Die Erfindung betrifft u. a. ein Verfahren zum Darstellen von an einem Anzeigenmonitor wiedergebbaren Bildern, die vorzugsweise bei medizinischen Untersuchungen aufgenommen wurden. Die nebengeordneten Ansprüche 17 und 33 betreffen eine entsprechende Vorrichtung zum Verarbeiten und Wiedergeben digitaler Bilder bzw. eine medizinische Untersuchungsanlage.

Die Erfindung hat zum Ziel, ein Verfahren anzugeben, gemäß welchem Bilder an einem Anzeigemonitor dargestellt werden, die dem Betrachter auf einfache und übersichtliche Weise eine Analyse ermöglichen (siehe OS, Spalte 1, Zeile 28 bis 32).

Der Fachmann ist wegen den notwendigen Berechnungen bei der Bilddarstellung ein Dipl.-Mathematiker oder -Informatiker mit entsprechender Berufserfahrung bei der Darstellung von Bildern aus medizinischen Untersuchungen.

Gegenüber dem bisher in Betracht gezogenen Stand der Technik ist der Gegenstand des Patentanspruchs 1 neu und beruht auch auf einer erfinderischen Tätigkeit.

Aus der Druckschrift D1 ist ein Verfahren zur Digitalisierung von analogen Röntgenfilmen bekannt, bei dem unterbelichtete Röntgenfilme verwendet werden (siehe Ansprüche 1 und 2). Zur Darstellung der Röntgenbilder wird lediglich erwähnt, dass mehrere digitale Bilder gemeinsam auf einem Bildschirm mosaikartig darstellbar sind und aus diesen eines für eine Vergrößerung auswählbar ist (siehe Spalte 6, Zeilen 18 bis 27; Spalte 9, Zeilen 6 bis 10 und Anspruch 24). Mehrere Bilder eines Untersuchungsvolumens eines Objekts mit beliebiger Orientierung der Bildebenen zueinander und entsprechenden Markierungen zur Lage der Bildebenen anzuzeigen, gemäß den Merkmalsgruppen M3 und M4, ist somit aus der Druckschrift D1 nicht bekannt.

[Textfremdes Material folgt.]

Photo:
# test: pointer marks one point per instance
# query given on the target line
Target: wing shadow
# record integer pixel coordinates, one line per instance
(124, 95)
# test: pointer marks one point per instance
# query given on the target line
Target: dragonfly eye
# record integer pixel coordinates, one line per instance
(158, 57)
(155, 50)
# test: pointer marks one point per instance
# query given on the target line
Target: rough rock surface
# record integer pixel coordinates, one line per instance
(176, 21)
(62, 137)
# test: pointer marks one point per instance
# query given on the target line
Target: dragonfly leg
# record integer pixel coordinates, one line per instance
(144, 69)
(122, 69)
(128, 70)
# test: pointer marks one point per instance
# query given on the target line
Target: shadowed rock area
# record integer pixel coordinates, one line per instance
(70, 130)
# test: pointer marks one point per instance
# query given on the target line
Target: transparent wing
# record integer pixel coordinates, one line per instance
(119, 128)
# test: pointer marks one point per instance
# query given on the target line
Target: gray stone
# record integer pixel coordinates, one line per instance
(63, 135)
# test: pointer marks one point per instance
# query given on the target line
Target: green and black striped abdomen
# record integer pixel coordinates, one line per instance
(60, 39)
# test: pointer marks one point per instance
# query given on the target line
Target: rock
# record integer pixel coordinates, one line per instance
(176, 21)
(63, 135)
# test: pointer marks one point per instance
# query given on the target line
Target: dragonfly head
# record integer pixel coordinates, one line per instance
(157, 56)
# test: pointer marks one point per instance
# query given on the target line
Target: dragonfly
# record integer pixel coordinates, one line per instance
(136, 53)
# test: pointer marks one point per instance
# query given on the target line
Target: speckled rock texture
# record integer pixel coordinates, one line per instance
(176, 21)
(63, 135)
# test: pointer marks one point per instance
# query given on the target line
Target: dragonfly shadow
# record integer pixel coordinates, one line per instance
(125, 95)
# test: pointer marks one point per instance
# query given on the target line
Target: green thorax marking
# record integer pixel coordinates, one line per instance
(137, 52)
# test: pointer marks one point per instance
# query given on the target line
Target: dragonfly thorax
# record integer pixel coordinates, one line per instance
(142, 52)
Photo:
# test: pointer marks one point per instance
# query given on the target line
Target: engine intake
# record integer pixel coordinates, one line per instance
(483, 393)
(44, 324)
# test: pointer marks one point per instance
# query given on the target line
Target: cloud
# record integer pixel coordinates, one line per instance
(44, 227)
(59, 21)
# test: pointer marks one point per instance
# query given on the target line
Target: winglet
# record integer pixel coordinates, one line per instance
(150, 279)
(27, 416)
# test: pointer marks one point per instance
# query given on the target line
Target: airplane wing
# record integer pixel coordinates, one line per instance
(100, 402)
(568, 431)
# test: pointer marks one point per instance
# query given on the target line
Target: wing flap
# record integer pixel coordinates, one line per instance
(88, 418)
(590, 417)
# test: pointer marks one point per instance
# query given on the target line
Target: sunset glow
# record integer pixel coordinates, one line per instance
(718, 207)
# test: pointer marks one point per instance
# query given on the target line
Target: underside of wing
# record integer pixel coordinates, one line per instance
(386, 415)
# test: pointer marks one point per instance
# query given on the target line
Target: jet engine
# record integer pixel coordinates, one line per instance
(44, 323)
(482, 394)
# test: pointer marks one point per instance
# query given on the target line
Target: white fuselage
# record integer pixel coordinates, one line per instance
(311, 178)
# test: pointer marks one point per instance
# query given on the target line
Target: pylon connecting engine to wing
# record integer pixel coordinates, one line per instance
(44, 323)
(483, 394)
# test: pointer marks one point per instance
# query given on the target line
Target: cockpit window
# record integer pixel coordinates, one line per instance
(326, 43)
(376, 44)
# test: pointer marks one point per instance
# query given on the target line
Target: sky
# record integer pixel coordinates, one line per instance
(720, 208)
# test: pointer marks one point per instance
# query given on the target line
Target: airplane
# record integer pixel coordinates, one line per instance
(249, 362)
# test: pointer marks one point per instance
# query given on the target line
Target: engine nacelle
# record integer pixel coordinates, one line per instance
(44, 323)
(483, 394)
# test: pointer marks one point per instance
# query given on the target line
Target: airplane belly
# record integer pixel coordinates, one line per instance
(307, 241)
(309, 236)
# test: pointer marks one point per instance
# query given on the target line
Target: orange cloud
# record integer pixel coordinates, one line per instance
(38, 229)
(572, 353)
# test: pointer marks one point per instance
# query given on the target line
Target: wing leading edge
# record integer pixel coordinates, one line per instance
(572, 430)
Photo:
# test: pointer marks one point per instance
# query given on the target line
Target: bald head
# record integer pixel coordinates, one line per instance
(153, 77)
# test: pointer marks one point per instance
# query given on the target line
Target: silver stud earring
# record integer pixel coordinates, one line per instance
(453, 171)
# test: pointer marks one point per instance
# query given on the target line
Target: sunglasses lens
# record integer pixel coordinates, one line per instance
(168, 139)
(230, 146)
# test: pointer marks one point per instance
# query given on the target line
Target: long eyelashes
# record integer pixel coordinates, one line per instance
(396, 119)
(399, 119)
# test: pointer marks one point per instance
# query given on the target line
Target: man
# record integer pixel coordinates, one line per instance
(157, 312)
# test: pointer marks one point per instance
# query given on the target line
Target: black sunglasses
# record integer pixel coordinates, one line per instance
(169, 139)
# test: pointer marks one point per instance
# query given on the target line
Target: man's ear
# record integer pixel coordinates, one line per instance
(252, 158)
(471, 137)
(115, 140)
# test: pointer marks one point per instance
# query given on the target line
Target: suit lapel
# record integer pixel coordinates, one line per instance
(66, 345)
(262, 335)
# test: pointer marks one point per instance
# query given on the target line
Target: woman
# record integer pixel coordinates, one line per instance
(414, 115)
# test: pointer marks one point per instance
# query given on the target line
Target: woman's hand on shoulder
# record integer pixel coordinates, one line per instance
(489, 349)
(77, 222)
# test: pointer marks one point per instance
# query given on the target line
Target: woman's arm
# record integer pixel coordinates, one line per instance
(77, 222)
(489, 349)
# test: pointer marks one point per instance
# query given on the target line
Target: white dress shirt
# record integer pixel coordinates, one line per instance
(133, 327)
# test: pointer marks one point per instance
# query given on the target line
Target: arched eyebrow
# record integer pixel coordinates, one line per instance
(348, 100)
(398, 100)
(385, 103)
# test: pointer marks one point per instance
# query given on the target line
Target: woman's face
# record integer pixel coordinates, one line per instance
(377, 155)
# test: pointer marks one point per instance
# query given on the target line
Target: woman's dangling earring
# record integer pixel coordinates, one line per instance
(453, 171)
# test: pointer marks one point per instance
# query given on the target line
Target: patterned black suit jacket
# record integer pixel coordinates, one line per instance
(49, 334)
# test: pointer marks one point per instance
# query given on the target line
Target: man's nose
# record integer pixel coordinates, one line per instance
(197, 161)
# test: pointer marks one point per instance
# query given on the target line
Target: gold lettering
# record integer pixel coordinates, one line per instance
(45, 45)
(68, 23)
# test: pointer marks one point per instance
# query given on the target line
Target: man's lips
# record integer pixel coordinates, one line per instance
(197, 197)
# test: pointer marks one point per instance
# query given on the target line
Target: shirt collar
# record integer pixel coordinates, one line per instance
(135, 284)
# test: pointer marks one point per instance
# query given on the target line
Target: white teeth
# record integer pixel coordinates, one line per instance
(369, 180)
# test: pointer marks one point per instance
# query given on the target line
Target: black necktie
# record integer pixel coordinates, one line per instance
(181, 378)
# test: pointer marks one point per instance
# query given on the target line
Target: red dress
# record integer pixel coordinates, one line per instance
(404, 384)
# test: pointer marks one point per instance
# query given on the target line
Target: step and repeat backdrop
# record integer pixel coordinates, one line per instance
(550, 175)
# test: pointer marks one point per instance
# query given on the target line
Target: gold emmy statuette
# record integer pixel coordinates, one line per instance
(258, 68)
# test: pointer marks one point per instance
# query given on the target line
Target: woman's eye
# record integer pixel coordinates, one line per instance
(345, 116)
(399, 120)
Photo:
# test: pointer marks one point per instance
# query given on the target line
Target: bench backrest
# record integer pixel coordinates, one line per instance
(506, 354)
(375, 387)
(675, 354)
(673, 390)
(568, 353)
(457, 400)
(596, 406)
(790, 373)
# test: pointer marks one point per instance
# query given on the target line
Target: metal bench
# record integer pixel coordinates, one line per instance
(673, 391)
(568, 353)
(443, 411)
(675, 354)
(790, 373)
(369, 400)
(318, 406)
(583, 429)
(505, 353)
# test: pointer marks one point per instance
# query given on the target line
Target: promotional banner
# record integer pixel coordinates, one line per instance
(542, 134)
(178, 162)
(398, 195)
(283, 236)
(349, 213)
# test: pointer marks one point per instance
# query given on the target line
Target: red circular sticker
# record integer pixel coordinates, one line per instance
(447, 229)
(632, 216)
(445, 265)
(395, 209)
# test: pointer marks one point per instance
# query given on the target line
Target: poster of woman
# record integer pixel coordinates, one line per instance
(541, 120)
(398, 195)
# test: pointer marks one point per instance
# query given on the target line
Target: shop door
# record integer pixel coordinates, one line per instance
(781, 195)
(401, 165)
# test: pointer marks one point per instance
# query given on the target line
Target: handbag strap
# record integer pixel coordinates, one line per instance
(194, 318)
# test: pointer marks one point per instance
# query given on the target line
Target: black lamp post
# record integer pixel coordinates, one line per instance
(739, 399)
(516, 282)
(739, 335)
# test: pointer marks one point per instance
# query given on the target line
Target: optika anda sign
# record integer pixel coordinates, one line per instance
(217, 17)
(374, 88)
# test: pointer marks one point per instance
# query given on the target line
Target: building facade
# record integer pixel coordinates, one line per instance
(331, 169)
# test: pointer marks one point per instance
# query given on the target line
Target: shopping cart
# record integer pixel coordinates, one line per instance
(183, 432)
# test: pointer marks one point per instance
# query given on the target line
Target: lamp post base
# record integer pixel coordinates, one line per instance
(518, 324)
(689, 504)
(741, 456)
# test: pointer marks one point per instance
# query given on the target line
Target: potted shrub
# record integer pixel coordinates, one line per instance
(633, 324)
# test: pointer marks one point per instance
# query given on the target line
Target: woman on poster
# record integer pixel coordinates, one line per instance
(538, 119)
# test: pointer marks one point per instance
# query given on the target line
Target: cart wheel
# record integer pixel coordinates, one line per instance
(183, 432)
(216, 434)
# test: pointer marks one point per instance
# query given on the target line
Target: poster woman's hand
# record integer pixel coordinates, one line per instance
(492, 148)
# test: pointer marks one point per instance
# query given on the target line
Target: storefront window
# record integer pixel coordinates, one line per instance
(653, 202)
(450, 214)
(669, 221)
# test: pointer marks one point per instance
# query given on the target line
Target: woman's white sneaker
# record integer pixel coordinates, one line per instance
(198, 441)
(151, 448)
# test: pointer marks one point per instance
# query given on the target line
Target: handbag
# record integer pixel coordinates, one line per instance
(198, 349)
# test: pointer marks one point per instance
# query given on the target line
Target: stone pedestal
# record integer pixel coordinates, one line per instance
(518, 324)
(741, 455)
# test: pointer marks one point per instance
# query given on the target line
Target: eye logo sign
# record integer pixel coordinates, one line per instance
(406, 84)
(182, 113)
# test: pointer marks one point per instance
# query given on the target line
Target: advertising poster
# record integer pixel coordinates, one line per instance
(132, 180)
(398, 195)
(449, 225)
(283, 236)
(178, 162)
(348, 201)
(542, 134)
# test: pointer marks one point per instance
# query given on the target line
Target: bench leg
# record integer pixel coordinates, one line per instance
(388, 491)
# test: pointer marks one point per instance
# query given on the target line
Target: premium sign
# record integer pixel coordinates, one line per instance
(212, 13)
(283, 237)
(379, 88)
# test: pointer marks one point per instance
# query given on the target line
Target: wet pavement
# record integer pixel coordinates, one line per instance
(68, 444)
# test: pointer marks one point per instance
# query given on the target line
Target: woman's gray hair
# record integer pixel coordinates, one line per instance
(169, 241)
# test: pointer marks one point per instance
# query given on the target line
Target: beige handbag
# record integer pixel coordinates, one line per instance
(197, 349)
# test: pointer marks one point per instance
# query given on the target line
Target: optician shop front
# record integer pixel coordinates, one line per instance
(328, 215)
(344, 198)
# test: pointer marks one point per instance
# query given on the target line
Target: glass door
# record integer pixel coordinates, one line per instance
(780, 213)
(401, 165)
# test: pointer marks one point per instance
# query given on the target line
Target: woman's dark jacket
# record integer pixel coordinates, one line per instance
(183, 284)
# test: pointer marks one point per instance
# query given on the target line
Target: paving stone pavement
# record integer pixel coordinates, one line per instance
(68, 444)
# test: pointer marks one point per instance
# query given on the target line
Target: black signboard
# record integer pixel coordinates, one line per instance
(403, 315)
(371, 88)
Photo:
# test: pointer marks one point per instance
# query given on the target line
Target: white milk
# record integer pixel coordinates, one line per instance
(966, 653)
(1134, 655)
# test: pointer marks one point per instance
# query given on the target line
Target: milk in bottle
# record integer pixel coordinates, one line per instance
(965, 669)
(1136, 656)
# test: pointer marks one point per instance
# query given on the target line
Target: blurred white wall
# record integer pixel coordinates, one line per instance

Aus der Druckschrift D2 ist lediglich bekannt, bei einem Verfahren zum Betrieb eines digitalen Bildsystems die Bildverarbeitung über objektabhängige Parameter individuell einzustellen (siehe Anspruch 1). Bei Röntgenbildern soll damit z. B. über eine Tastatur die Bildverarbeitung organabhängig bildindividuell einstellbar sein (siehe Spalte 2, Zeilen 44 bis 54). Mehrere Bilder eines Untersuchungsvolumens eines Objekts mit beliebiger Orientierung der Bildebenen zueinander und entsprechenden Markierungen zur Lage der Bildebenen anzuzeigen, gemäß den Merkmalsgruppen M3 und M4, ist somit aus der Druckschrift D2 ebenfalls nicht bekannt.

Aus der Druckschrift D3 ist ein Verfahren zum Darstellen von mehreren Bildern eines Objektes mit verschiedenen Bildebenen und entsprechenden Markierungen der Bildebenen in den einzelnen Bildern bekannt (siehe Fig. 2, insbesondere die Achsen 38, 40, 42 in den Fenstern 22, 32, 34), wobei ein Fadenkreuz an eine bestimmte Stelle in einem Bild gesetzt und auch die Ausrichtung der Achsen zur Auswahl der Schnittebenen gedreht werden können (siehe Spalte 3, Zeilen 42 bis 49). Diese Markierungen können in jedem Bild gesetzt werden und werden entsprechend in den anderen Bilddarstellungen aktualisiert (siehe Spalte 6, Zeilen 54 bis Spalte 7, Zeile 13). Die Achsen des Fadenkreuzes stehen jedoch immer senkrecht aufeinander (siehe Spalte 7, Zeilen 14 bis 30), so dass in der Druckschrift D3 die Bilder gemäß Merkmalsgruppe M3 nicht mit beliebiger Orientierung der Bildebenen zueinander angezeigt werden können.

Somit ist aus den im Verfahren befindlichen Druckschriften zumindest keines der Merkmale der Merkmalsgruppe M3 des Anspruchs 1 bekannt, wonach Bilder mit einer beliebigen Orientierung der Bildebenen zueinander angezeigt werden können.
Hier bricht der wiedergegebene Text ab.